2. The second handshake: the server receives the syn packet, and then responds to the client with a SYN+ACK packet, and the server enters the SYN_RCVD state. The meaning of this handshake is that the server responds to the client, indicating that it has received and agreed to the client's connection request.

3. The third handshake: After receiving the SYN packet from the server, the client sends an ACK packet to the server again and enters the ESTAB_LISHED state.

Finally, the server receives the ACK packet from the client, and enters the ESTAB_LISHED state. So far, the connection is established

When the connection needs to be closed, four waves are required to close

1. The client sends a FIN packet to the server, indicating that the client actively wants to close the connection, and then enters the FIN_WAIT_1 state, waiting for the server to return an ACK packet. After that, Client can no longer send data to Server, but can read data.

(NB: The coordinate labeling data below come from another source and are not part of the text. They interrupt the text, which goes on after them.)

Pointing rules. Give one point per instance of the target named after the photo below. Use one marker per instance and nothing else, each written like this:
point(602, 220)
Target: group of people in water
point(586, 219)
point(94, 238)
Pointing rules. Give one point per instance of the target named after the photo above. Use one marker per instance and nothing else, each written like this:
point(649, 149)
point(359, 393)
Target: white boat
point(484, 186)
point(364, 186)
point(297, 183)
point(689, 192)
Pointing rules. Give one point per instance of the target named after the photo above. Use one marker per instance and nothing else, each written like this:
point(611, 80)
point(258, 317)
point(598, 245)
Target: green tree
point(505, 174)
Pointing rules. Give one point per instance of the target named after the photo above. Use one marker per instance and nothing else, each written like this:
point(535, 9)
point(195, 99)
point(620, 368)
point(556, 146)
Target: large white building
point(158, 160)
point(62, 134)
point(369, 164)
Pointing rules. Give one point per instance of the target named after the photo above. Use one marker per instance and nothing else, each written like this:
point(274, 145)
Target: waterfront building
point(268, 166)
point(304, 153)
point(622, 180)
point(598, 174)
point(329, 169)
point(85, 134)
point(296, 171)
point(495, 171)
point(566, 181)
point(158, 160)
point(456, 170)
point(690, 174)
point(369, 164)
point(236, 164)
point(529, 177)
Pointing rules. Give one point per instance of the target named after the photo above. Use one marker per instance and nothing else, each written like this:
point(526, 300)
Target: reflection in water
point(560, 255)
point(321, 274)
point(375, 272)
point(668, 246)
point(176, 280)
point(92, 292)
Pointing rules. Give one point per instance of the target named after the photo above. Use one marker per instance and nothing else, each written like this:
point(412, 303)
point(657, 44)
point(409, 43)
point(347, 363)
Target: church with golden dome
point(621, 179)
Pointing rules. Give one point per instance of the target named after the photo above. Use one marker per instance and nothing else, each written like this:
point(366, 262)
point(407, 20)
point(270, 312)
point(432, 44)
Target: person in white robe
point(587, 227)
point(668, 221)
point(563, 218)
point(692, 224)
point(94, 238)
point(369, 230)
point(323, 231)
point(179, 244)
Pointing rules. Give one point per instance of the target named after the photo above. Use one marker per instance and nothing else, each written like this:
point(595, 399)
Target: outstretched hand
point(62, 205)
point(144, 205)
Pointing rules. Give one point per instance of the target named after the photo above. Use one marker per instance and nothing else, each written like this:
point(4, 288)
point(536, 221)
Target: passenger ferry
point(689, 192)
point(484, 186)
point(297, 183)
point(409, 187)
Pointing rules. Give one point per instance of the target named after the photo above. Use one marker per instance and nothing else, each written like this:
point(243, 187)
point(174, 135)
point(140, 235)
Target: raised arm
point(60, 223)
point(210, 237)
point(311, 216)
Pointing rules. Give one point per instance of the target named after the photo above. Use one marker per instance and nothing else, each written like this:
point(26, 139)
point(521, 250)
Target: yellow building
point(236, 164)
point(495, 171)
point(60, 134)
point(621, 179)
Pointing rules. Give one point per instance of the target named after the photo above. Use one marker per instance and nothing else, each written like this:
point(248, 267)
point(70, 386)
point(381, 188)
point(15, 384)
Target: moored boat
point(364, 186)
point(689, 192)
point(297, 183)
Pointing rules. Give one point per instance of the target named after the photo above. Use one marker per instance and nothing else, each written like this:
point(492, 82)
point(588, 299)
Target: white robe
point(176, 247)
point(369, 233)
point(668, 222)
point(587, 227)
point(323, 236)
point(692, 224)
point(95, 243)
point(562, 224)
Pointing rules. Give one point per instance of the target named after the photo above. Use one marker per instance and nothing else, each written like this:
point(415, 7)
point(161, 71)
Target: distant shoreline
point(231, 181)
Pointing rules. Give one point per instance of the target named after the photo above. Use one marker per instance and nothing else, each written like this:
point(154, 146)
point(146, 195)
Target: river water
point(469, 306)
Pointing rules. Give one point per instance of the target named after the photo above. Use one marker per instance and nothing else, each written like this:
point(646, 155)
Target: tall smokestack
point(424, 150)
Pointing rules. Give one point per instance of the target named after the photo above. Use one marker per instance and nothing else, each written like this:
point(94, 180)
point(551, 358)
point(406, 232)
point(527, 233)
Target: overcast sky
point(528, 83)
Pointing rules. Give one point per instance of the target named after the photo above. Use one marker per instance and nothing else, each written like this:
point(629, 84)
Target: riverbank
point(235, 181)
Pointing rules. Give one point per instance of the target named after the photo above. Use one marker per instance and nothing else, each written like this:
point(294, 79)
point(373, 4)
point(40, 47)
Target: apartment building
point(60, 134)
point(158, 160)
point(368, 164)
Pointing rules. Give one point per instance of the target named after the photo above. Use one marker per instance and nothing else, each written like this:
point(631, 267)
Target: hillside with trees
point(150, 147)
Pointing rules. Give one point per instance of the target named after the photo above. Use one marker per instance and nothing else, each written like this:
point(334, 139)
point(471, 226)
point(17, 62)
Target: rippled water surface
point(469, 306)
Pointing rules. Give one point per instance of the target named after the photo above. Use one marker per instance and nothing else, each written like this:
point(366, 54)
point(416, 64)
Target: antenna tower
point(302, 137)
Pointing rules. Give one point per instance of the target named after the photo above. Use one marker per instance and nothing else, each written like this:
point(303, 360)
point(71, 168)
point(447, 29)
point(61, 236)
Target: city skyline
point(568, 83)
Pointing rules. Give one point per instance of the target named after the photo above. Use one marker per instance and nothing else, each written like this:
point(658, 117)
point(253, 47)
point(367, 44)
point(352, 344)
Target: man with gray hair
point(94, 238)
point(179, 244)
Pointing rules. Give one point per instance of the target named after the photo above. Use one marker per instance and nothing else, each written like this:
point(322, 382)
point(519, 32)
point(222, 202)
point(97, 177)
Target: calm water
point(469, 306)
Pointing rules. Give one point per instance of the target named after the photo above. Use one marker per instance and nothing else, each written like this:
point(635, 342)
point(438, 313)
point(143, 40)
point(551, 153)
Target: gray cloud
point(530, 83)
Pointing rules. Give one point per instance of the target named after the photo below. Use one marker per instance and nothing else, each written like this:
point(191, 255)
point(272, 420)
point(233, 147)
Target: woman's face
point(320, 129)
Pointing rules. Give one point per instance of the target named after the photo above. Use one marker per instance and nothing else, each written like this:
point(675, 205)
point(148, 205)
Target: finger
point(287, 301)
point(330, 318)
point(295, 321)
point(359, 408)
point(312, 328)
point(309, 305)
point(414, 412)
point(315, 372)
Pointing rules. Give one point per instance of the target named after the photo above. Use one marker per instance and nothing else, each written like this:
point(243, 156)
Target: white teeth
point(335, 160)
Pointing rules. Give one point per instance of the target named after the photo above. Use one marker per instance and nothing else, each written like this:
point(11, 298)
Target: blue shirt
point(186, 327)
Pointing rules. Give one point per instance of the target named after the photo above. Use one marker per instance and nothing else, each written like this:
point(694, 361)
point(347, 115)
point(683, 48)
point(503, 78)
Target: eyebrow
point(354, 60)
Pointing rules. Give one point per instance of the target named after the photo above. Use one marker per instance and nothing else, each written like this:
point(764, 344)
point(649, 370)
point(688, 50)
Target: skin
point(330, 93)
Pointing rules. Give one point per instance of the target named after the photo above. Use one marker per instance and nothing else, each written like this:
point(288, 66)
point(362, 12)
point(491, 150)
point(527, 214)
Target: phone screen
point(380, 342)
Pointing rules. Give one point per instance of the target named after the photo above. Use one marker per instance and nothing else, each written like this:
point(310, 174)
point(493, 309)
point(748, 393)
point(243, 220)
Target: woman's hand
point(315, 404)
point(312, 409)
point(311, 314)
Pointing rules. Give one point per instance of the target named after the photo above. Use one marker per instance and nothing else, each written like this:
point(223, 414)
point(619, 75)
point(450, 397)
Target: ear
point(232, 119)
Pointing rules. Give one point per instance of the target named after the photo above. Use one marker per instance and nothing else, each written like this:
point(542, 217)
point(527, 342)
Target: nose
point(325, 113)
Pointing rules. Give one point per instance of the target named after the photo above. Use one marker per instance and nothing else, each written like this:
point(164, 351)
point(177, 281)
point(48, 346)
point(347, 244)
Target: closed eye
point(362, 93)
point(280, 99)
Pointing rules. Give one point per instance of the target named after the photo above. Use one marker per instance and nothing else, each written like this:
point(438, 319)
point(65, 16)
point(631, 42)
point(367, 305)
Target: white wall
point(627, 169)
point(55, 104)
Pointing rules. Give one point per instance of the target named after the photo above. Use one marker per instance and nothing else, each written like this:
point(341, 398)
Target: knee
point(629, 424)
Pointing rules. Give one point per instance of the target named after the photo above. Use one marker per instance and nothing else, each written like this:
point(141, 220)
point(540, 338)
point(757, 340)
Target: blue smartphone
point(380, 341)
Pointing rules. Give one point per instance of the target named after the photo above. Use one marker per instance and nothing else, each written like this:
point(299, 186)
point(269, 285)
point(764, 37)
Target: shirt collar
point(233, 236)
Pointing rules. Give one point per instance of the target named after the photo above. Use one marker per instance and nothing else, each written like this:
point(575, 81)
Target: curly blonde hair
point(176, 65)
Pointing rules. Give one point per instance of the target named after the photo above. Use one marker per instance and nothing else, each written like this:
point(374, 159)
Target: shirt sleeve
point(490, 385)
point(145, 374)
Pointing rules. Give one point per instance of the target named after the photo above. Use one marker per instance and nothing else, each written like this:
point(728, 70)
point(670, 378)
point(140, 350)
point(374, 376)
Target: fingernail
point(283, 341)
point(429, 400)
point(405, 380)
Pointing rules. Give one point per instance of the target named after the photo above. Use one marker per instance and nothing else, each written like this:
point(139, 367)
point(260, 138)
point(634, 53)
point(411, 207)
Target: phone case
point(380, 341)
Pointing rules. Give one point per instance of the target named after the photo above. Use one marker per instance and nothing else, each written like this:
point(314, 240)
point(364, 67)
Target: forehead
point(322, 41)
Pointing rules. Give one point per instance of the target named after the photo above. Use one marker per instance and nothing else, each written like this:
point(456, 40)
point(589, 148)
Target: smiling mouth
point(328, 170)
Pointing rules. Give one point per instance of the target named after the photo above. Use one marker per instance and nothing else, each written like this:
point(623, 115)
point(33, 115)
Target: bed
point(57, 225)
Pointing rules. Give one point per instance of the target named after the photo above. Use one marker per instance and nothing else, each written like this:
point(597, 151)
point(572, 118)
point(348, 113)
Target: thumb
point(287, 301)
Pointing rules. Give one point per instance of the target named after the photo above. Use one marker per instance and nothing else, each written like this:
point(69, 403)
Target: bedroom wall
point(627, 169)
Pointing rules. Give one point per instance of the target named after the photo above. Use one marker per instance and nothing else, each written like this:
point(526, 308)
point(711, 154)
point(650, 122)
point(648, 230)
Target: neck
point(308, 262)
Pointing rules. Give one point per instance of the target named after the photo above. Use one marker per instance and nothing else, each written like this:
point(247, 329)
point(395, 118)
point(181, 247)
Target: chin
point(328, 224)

2. After receiving the FIN packet, the Server sends an ACK packet to the Client, and then enters the CLOSE_WAIT state. After that, the Server can no longer read data, but can continue to send data to the Client.

3. Client enters FIN_WAIT_2 state after receiving ACK packet returned by Server, waiting for Server to send FIN packet.

4. After the server finishes sending the data, it sends the FIN packet to the client, and then enters the LAST_ACK state, waiting for the client to return the ACK packet. After that, the server can neither read nor send data.

5. After receiving the FIN packet, the Client sends an ACK packet to the Server, then enters the TIME_WAIT state, waits for a long enough time (2MSL) to ensure that the Server receives the ACK packet, and finally returns to the CLOSED state to release network resources.

6. After receiving the ACK packet returned by the Client, the Server returns to the CLOSED state to release network resources.